Произнеся эту фразу, Норико вдруг почувствовала, как по спине у нее поползли струйки холодного пота. После свадьбы сестры выяснилось, что та бесплодна. Родня мужа была вне себя от досады, нападки с их стороны больно ранили сестру, и в итоге муж отдалился от своей семьи, что, в общем, не принесло успокоения и не облегчило страданий.
Вскоре после этого сестра объявила Норико, что они с мужем хотят усыновить малыша. Это произошло как раз перед самой отправкой Сатору в приют.
– Ты сказала, что из нас получатся хорошие родители. Вот мы и решились, – со смехом сказала сестра. – Мы уже давно подумывали о том, чтобы взять приемного ребенка. Ты только немного ускорила процесс. И уж если брать кого-то, пусть он хотя бы будет связан с тобой. Ведь это ты вела дело.
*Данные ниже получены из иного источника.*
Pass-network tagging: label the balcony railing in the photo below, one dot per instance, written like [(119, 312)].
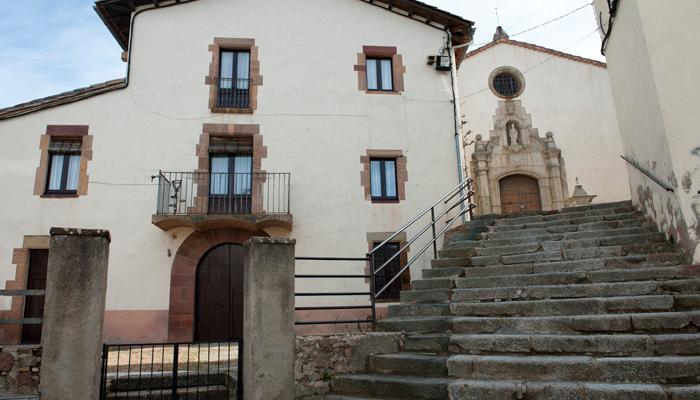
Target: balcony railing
[(233, 93), (199, 193)]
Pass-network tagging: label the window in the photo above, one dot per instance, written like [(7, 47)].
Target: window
[(379, 74), (234, 79), (383, 179), (230, 181), (507, 82), (64, 166)]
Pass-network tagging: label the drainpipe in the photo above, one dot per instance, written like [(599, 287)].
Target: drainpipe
[(457, 117)]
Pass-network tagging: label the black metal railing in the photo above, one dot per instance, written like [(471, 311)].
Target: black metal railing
[(464, 194), (187, 193), (349, 300), (207, 371), (379, 277), (233, 93), (648, 174)]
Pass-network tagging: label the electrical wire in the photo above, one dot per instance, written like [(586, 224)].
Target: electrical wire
[(540, 25), (538, 64)]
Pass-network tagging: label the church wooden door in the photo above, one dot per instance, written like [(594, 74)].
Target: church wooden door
[(219, 294), (519, 193)]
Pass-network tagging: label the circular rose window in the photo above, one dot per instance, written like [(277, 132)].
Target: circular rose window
[(507, 82)]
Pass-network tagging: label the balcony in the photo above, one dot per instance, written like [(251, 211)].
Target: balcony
[(257, 201)]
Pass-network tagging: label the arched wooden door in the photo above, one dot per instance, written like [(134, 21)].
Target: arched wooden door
[(219, 295), (519, 193)]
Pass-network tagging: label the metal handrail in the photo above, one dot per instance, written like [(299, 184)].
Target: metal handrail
[(459, 187), (422, 231), (435, 235), (648, 174), (415, 257)]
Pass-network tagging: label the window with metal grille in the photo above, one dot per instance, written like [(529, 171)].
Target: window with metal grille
[(383, 179), (64, 166), (380, 74), (234, 79), (506, 84)]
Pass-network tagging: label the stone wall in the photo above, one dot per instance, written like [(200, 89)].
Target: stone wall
[(319, 358), (19, 370)]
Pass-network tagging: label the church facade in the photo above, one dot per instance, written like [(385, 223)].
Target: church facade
[(533, 117)]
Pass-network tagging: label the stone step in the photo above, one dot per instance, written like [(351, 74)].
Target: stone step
[(565, 219), (592, 264), (391, 386), (502, 390), (456, 252), (540, 235), (604, 209), (447, 272), (432, 283), (600, 345), (614, 289), (576, 277), (589, 306), (426, 296), (415, 324), (450, 262), (685, 369), (418, 310), (213, 392), (669, 322), (408, 364)]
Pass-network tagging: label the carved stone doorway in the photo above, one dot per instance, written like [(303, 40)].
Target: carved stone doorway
[(519, 193)]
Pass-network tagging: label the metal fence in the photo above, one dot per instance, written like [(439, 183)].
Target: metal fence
[(187, 193), (203, 371), (346, 297)]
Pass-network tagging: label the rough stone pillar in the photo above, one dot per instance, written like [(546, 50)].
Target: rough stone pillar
[(268, 315), (71, 337)]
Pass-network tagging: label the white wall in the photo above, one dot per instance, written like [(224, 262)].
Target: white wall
[(653, 66), (315, 123), (571, 99)]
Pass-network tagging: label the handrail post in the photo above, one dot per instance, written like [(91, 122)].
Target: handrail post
[(175, 365), (432, 219), (372, 299)]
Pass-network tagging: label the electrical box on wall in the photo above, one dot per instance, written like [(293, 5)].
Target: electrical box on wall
[(443, 63)]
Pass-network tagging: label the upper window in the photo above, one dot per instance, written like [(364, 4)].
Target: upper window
[(64, 166), (507, 82), (380, 74), (234, 80), (383, 179)]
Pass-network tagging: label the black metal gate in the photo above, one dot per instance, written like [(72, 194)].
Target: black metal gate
[(172, 371)]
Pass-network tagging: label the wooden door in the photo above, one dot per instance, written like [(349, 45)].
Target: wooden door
[(219, 293), (392, 293), (519, 193), (34, 305)]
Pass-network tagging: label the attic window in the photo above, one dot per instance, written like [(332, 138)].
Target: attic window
[(507, 82)]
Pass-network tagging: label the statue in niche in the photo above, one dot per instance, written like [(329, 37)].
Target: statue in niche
[(513, 134)]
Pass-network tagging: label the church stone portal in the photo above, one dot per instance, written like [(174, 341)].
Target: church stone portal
[(515, 169)]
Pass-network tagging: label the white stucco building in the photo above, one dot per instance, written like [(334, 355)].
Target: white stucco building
[(540, 120), (349, 134), (653, 72)]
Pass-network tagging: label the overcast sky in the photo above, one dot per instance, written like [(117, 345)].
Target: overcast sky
[(51, 46)]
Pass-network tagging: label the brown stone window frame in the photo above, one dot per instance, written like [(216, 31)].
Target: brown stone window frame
[(203, 161), (381, 52), (63, 132), (401, 173), (12, 333), (214, 68)]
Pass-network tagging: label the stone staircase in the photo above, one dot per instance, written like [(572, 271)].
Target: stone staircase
[(586, 303)]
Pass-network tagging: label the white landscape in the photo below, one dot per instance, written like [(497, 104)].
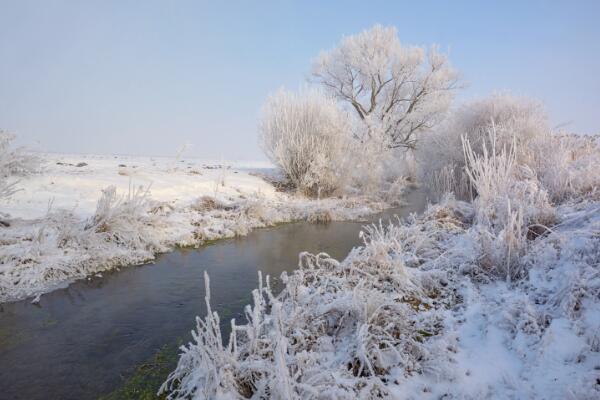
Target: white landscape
[(493, 292)]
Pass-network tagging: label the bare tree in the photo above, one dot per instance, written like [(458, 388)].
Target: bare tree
[(397, 92)]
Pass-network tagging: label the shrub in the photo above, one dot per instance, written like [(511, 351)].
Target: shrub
[(516, 122), (305, 135), (13, 162)]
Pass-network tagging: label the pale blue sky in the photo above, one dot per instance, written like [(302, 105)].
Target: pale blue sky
[(145, 77)]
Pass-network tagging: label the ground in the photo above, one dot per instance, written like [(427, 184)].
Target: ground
[(83, 214)]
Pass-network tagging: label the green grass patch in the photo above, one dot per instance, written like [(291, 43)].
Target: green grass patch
[(147, 378)]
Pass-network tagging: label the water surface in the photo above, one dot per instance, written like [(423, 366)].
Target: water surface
[(84, 341)]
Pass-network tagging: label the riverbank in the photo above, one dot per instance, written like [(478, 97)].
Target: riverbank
[(423, 310), (88, 214), (109, 333)]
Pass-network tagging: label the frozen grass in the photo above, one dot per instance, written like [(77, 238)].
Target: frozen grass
[(43, 254), (494, 298)]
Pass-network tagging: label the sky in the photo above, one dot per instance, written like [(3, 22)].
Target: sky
[(147, 77)]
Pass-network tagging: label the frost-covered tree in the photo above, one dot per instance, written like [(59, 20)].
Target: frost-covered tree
[(305, 135), (516, 122), (397, 92)]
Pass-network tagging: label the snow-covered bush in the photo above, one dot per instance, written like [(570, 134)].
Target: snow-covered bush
[(125, 219), (510, 204), (306, 135), (516, 122), (566, 165), (13, 162)]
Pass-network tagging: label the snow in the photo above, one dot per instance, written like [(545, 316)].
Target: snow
[(411, 315), (86, 213), (179, 182)]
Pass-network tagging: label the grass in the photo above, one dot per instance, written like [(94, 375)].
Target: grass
[(145, 381)]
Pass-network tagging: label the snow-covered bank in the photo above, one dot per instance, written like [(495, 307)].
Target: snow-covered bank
[(498, 297), (87, 214), (412, 315)]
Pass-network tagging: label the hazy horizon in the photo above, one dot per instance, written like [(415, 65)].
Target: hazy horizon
[(146, 78)]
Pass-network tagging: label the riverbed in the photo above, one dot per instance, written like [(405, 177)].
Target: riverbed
[(86, 340)]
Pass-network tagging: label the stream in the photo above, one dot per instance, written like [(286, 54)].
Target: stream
[(86, 340)]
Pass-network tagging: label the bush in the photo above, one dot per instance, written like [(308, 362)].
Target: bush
[(306, 135), (517, 122), (13, 162)]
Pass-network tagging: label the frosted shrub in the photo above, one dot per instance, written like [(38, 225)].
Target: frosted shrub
[(509, 203), (125, 220), (13, 162), (517, 122), (396, 92), (305, 134), (567, 165)]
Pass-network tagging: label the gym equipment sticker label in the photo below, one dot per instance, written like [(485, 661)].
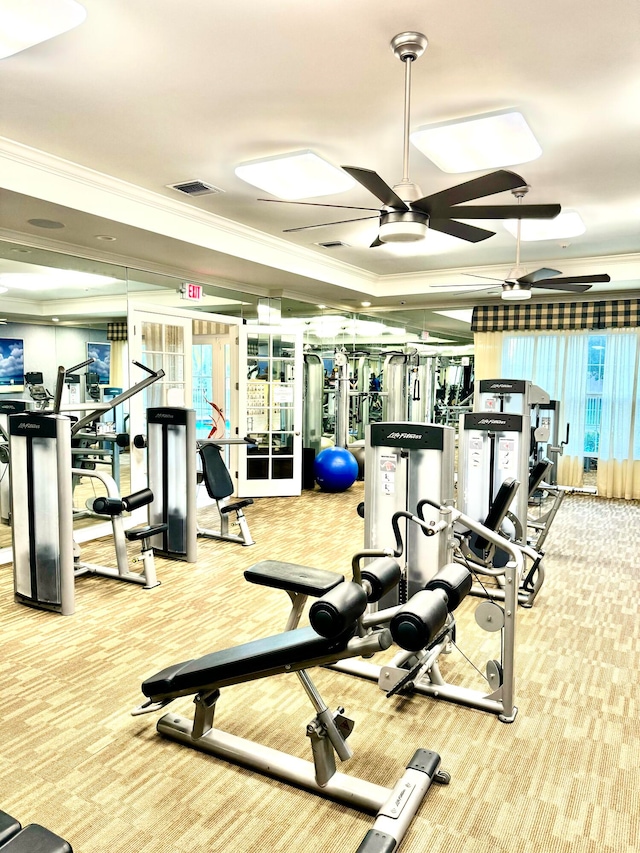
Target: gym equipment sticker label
[(388, 467), (507, 454)]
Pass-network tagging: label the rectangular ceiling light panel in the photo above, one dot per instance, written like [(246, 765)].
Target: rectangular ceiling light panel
[(299, 174), (24, 23), (566, 224), (487, 141)]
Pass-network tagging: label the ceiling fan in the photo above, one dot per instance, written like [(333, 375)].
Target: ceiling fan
[(406, 213), (518, 283)]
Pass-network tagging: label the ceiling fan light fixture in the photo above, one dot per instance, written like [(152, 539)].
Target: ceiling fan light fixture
[(492, 140), (402, 226), (298, 174), (515, 292), (402, 232), (24, 25), (566, 224)]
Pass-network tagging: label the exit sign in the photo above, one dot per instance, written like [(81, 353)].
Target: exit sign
[(191, 291)]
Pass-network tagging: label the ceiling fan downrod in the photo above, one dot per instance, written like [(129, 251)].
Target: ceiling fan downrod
[(518, 271), (407, 47)]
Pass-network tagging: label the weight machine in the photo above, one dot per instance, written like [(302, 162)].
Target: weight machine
[(45, 558), (409, 513)]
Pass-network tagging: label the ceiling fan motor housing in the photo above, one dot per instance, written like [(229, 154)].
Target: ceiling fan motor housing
[(408, 45), (402, 226)]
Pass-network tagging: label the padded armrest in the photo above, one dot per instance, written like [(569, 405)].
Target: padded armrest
[(235, 505), (289, 576)]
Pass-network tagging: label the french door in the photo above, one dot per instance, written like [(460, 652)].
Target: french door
[(270, 411)]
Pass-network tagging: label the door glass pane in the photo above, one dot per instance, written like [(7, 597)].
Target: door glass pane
[(282, 418), (174, 368), (282, 469), (282, 443), (261, 446)]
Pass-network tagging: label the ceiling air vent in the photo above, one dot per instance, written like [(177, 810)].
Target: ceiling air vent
[(333, 244), (195, 188)]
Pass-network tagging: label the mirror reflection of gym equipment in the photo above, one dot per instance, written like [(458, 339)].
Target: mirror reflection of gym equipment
[(46, 561)]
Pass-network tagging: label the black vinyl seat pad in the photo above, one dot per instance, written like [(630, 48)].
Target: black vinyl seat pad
[(299, 649)]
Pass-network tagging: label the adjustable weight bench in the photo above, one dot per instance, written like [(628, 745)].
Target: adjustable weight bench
[(30, 839), (336, 632)]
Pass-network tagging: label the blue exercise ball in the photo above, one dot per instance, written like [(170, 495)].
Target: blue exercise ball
[(335, 469)]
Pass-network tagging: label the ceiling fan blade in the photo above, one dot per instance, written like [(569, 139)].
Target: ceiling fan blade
[(376, 186), (499, 211), (458, 229), (538, 275), (316, 204), (486, 277), (556, 284), (582, 279), (496, 182), (322, 224)]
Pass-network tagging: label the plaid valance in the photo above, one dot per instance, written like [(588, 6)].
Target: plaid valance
[(117, 331), (612, 314)]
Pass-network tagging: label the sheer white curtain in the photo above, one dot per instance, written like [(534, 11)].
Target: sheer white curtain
[(571, 368), (619, 454)]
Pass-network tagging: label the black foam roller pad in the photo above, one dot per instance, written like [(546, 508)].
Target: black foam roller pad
[(420, 620), (336, 611), (455, 580), (108, 506), (382, 575), (137, 499)]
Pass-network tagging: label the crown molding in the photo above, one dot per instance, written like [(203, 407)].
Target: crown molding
[(36, 173)]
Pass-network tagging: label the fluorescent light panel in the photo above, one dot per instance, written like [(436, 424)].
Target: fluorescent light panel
[(300, 174), (479, 142), (465, 315), (24, 23), (566, 224), (55, 280)]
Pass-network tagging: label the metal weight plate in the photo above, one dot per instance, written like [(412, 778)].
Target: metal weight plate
[(490, 616)]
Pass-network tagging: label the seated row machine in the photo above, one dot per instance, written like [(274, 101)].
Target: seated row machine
[(219, 486), (114, 507), (336, 632)]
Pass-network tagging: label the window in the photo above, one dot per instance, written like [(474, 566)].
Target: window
[(596, 351)]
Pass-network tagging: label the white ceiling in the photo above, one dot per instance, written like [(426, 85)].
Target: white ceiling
[(97, 122)]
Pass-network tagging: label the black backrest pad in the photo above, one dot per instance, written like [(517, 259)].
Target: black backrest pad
[(499, 508), (538, 473), (216, 474), (248, 661)]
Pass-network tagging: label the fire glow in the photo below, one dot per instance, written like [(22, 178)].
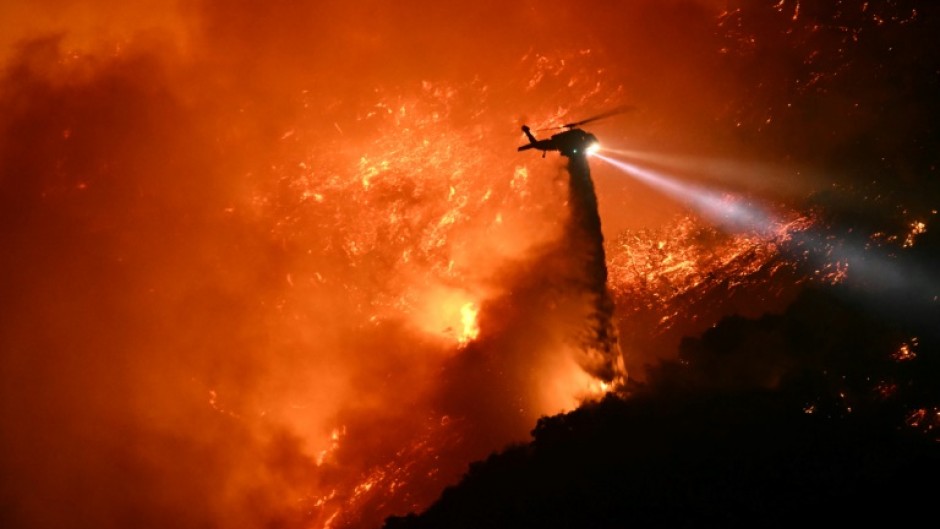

Норико не нашлась что ответить.
– Но ведь семья твоего мужа молчать не будет. Он-то что говорит по этому поводу? – осторожно спросила Норико.
– Если муж не позволит, они не полезут. Он тоже сказал, что раз уж все так получилось, то хорошо, что ребенок будет вроде как «от тебя». – Сестра сухо рассмеялась. – Родственники и так бесконечно мучают вопросами, почему у нас нет детей, поэтому как захотим, так и сделаем…
– Родители по крови только дали тебе жизнь, Сатору. А твоими истинными отцом и матерью стали моя сестра с мужем. Поэтому я считаю своим долгом забрать тебя к себе, – еще раз повторила Норико. – Сатору, не нужно ни о чем беспокоиться! – Норико попыталась яснее выразить свою мысль, чтобы успокоить Сатору, однако от этого вылетевшее у нее слово «долг» стало еще жестче и казенней.
Сто раз правы ее родственники, которые постоянно твердили, что Норико следует думать, прежде чем говорить. И с Сатору она все сделала неправильно, с самого начала. Она рассказала ему то, что никогда не должна была говорить. «Вот поэтому ты и не можешь выйти замуж!» – подытожили родственники. И тут они тоже были совершенно правы. Когда Норико взяла к себе Сатору, у нее, вообще-то, был кавалер, но после этого они расстались. Ее ухажер был обижен тем, что она не посоветовалась с ним. В ответ на его упреки Норико отрезала, что Сатору – это ее племянник, а раз так, никакой необходимости советоваться нет. В этот момент лицо кавалера сделалось чужим и непроницаемым, и Норико поняла, что это конец отношениям. Видимо, и на сей раз она проявила чудовищную бестактность.
Для Норико всегда было проще иметь дело с законами, нежели пытаться постичь движения души собеседника.
Взять хотя бы кота Сатору, которого она отдала дальнему родственнику. Настолько дальнему, что Норико даже не воспринимала его как родственника. Однако при расставании этот человек взъерошил Сатору волосы и сказал: «Не беспокойся. У нас в семье все любят кошек, и мы будем очень заботиться о твоем коте!»
Сатору посмотрел на него сияющими глазами и кивнул. Ни разу со дня трагедии он не смотрел на Норико такими глазами.
Время от времени Сатору даже присылали фотографии кота. Но потом письма стали приходить все реже и реже, тем не менее на новогодней открытке непременно была напечатана фотография Хати и короткая приписка гласила: «Хати чувствует себя отлично!» Эти люди даже сочли необходимым уведомить Сатору, когда Хати попал под машину, и очень тепло приняли Сатору, когда тот приехал навестить могилу кота.